Respiratory care is an exciting profession, whether working at the bedside in a community hospital or serving as an industry sales consultant.
But “exciting” is, of course, a relative term. For example, in respiratory care, most people would point to transport as the most exciting setting we have to offer.
Is transport something you’ve ever thought of pursuing? Olivia Kaullen, MHA, RRT, RRT-NPS, CPHQ, chair of the AARC’s Surface & Air Transport Section, offers some great insight into the area and what you will want to consider before hopping in the back of an ambulance or boarding a medical airplane or helicopter.
How would you describe the transport setting to RTs who have never worked in the area? What types of jobs does the specialty encompass?
Whew! This setting can look like just about anything from bedside in a level four NICU to roadside with an ejected passenger. If you can dream up a place where someone may need medical care (anywhere!) I can almost guarantee a transport RT has been there.
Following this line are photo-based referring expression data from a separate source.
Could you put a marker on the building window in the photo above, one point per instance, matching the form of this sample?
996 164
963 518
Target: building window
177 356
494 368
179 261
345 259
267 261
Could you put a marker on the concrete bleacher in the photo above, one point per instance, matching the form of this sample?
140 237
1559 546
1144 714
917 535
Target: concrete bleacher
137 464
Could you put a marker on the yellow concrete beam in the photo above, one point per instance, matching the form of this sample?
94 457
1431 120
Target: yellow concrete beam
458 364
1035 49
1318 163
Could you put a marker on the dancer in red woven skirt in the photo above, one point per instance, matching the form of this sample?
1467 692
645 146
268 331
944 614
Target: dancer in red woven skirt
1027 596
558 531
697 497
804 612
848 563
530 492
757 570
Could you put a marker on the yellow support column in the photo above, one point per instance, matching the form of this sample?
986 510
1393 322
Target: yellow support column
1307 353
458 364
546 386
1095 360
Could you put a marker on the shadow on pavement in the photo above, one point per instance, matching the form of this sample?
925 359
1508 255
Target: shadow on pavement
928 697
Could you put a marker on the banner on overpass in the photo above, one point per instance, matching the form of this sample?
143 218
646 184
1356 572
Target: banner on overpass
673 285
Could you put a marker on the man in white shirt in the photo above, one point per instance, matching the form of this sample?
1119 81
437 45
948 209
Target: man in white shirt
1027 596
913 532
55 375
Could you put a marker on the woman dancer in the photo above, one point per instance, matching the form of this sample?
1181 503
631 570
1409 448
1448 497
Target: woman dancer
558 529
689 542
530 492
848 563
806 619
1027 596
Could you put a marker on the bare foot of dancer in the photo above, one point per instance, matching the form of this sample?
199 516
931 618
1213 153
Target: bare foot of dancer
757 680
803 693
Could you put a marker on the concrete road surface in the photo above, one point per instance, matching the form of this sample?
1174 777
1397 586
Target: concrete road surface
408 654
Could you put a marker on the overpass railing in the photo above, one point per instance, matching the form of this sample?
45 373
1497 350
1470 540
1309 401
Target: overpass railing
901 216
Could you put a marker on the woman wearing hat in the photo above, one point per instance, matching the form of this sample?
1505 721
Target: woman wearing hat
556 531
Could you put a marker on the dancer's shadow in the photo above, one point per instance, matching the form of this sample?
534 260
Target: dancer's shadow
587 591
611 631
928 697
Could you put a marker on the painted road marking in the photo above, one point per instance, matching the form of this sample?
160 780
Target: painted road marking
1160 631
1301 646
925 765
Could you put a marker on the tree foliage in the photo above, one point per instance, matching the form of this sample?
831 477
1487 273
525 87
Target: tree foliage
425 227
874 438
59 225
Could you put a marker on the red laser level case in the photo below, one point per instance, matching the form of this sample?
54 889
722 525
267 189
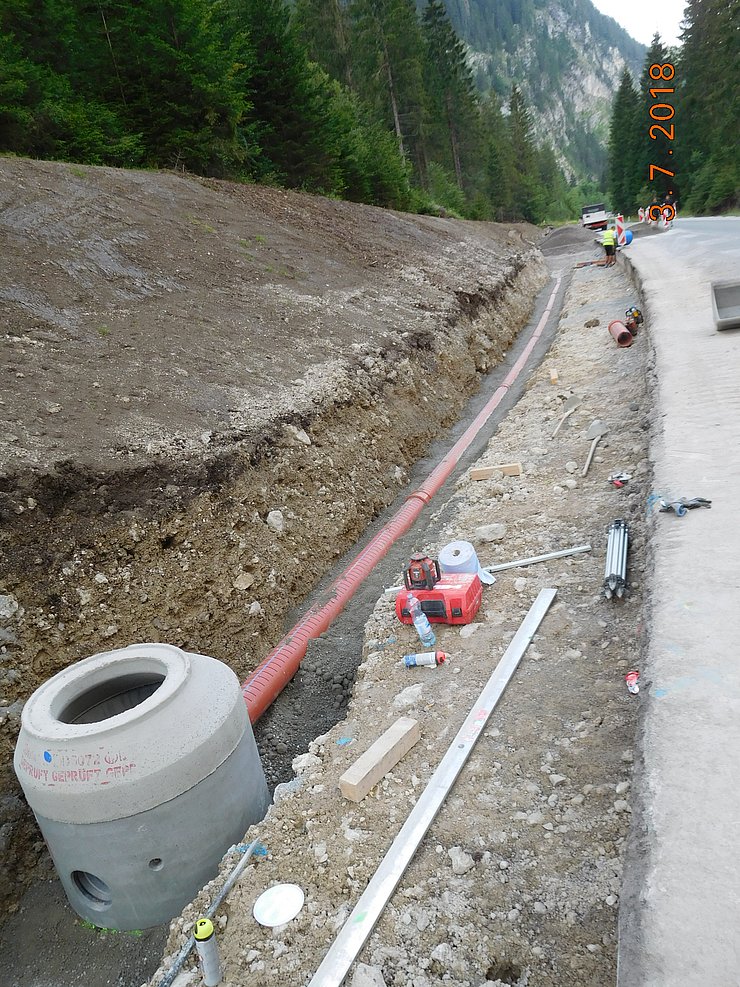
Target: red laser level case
454 599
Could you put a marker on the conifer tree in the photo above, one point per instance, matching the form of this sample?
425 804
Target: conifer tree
623 180
324 29
499 160
527 192
708 106
388 68
451 98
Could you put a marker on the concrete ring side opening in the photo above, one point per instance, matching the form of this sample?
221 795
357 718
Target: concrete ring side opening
95 890
125 790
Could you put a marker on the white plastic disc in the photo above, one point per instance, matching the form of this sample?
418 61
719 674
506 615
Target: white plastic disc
278 905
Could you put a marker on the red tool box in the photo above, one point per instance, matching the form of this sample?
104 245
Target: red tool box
454 598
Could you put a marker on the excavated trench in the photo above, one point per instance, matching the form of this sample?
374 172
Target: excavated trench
211 552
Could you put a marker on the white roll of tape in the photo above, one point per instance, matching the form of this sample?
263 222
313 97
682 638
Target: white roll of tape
460 556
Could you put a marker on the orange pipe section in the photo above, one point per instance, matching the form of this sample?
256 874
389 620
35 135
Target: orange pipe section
621 333
271 676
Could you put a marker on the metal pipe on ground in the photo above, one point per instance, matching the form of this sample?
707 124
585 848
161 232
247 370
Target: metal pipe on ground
621 333
268 680
179 960
537 558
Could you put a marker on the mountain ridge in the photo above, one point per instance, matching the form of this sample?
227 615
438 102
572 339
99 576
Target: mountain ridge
565 56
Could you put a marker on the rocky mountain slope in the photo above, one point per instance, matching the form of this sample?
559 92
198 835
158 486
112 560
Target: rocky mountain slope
564 55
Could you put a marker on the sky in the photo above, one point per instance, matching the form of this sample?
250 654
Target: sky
642 18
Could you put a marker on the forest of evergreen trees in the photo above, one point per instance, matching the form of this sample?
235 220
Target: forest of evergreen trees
695 120
370 100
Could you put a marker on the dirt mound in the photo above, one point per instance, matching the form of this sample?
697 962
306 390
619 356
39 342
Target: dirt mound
211 389
566 238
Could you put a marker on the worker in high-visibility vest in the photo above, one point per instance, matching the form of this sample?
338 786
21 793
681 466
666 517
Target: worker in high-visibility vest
609 240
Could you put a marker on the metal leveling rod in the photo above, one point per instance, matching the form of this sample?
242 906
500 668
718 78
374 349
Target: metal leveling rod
537 558
615 569
350 940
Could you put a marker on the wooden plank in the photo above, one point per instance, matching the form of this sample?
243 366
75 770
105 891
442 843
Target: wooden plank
378 760
486 472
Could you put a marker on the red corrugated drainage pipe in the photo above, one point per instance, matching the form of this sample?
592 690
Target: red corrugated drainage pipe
270 677
621 333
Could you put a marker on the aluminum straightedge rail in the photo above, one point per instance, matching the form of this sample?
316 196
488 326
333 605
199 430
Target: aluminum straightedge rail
355 931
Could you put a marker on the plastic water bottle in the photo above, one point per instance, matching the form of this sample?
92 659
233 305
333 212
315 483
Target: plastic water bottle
421 622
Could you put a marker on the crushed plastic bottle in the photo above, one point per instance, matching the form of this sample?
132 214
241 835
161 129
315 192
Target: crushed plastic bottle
421 622
431 658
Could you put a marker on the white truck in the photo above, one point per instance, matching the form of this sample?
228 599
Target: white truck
594 217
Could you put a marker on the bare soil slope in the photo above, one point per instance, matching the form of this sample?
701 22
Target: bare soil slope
208 390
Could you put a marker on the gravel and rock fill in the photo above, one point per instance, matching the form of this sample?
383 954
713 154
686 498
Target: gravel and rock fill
518 879
208 391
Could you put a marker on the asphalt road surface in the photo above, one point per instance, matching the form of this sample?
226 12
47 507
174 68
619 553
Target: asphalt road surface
680 908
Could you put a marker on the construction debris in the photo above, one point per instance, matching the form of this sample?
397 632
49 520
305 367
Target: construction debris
680 507
486 472
378 760
596 431
615 572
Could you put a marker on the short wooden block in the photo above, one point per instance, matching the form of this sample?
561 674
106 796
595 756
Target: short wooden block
378 760
486 472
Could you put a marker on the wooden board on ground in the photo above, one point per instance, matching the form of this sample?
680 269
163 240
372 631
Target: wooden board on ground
486 472
378 760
What people don’t often notice is what the setting looks like for the transport crews behind the scenes. It’s more than just patient care. It’s discussions at your home base with a Peer Support Team after a difficult call, it’s late-night stops for fuel, and crossing your fingers the convenience store is open for food. It’s staying at a hotel in another state when the weather rolls in and you can’t make it home.
What are the educational, credentialing, and experience requirements to grow a successful career in this area of the profession?
All teams are different. Some teams require an associate’s degree, but a lot are moving toward a bachelor’s. Most require about three years of experience in an ICU and an advanced credential (like an RRT-NPS) within the first year of hire. Continuing education is a big one. Not only are most RTs cross-trained with nursing, with those skills to keep up with too, but they also learn survival skills in case of a stalled vehicle or aircraft while on transport and operational safety of transport vehicles. Critical Incident Stress Management is reviewed all the time.
How does working in transport differ from practicing traditional respiratory care in a hospital setting?
There are days that look a lot like my bedside care days. For example, there are often times when a child is requiring continuous albuterol and needs to be transferred to a
children’s facility for that specialty care. We work with the referral facility’s nursing, physicians, lab, x-ray, etc., to make sure the patient is getting the best care they can.
What looks different is when we continue that care in an ambulance or in flight. There are a lot of things to consider, including equipment that’s rated safe for flight, ensuring you have enough medication and oxygen for transport, and how the patient’s support system will travel to their destination if they can’t come with you.
What opportunities for career advancement does the setting offer?
All kinds! For example, my current role is quality and safety coordinator. Sometimes I transport as an RT, and sometimes I work with pilots and mechanics on ensuring the best way to secure equipment for flight. My department consists of several different disciplines and has co-directors that both happen to be respiratory therapists!
What are the biggest challenges and the biggest rewards of working in transport and why?
They are one and the same. For me, it’s that we rarely get to watch our patients get better since we don’t get to spend much time in the ICUs. But sometimes our patients come back to visit, and that’s the best part of our job. Kids are always excited to see the big blue ambulance they rode in and how it lights up!
What are the top 3-4 things you think an RT should consider before making a move into the transport setting, and why?
- Work- and home-life balance. In this career, you cannot commit to being somewhere on time right after your shift. You may be stuck across the country when it’s time for you to go home.
- Do you get nauseous? It’s not something you can just power through! If you get car sick, consider the most stressful health care situation you’ve been in and ask yourself if you could do it while nauseous.
- Can you advocate strongly and effectively for your patient? Remember, you are the eyes and ears for the physician you call back and get orders from.
- Do you want to have the coolest job ever? Consider transport!